Coming to Terms with John F. Kennedy by Stephen F. Knott

Coming to Terms with John F. Kennedy by Stephen F. Knott

Author:Stephen F. Knott [Stephen F. Knott]
Language: eng
Format: epub
ISBN: 9780700633661
Publisher: University Press of Kansas
Published: 2022-08-17T00:00:00+00:00


“No Nhus is Good News”

On August 21, 1963, President Diem declared martial law, which his brother enforced with a level of alacrity seldom seen in combat operations against the Viet Cong. Several Buddhist monks were killed during these raids and hundreds were arrested. The Diem administration persisted in conducting these raids despite American protests, and even over the objections of Madame Nhu’s own father, who served as the South Vietnamese ambassador to the United States. Madame Nhu’s father resigned in protest, arguing that there was no chance to save the republic while the Diem brothers controlled his country.

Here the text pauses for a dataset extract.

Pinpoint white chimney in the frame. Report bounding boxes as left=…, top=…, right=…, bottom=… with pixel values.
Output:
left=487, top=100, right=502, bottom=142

Ambassador Nolting had been a consistent supporter of Diem, but his pleas for restraint were rebuffed by the South Vietnamese president, who persisted in following the advice of his brother and sister-in-law. Diem had assured Nolting that he would halt his crackdown against the Buddhists, but instead the crackdown intensified.67 The president removed Ambassador Nolting the same month the crackdown against the Buddhists began, replacing him with Kennedy’s former senatorial opponent from Massachusetts, Henry Cabot Lodge Jr., who was Richard Nixon’s running mate in 1960. The new ambassador was selected because of his known hostility to Diem’s “police state administration,” as he described it, and to give American policy in Vietnam a bipartisan character.68

Ambassador Lodge and other high-ranking administration officials concluded that Diem was not salvageable, that he was an authoritarian and, to make matters worse, an incompetent one at that. The key proponents of the “anybody but Diem” coalition were Averell Harriman; Harriman’s protégé Michael Forrestal, the son of the nation’s first secretary of defense, who served as an Asian specialist for the National Security Council; and Roger Hilsman, the assistant secretary of state for Far Eastern affairs. The latter became the driving force behind the effort to convince Diem to expel the destructive husband-and-wife team from his inner circle and, if Diem balked at this, to remove Diem as well.

On Friday, August 23, 1963, a group of South Vietnamese generals informed the US embassy that they were planning a coup against Diem. The next day, Harriman, Forrestal, and Hilsman made their move, contacting the president in Hyannisport and reaching out to other senior officials seeking approval for a message to Lodge to withdraw American support for Nhu and if necessary Diem as well. The cable stated that the American government could not tolerate a “situation in which power lies in Nhu’s hands.” It added, “Diem must be given a chance to rid himself of Nhu and his coterie,” but if he remained “obdurate and refuses,” then “we must face the possibility that Diem himself cannot be preserved.” Ambassador Lodge responded quickly to the cable, noting that the chances of Diem meeting the American demands were “virtually nil” and suggesting that his embassy team begin to “go straight to [the] Generals with our demands, without informing Diem. Would tell them we [are] prepared [to] have Diem without Nhus but it is in effect up to them whether to keep him.”69

The president discussed this information and the broader situation in Vietnam with his national security team that Monday.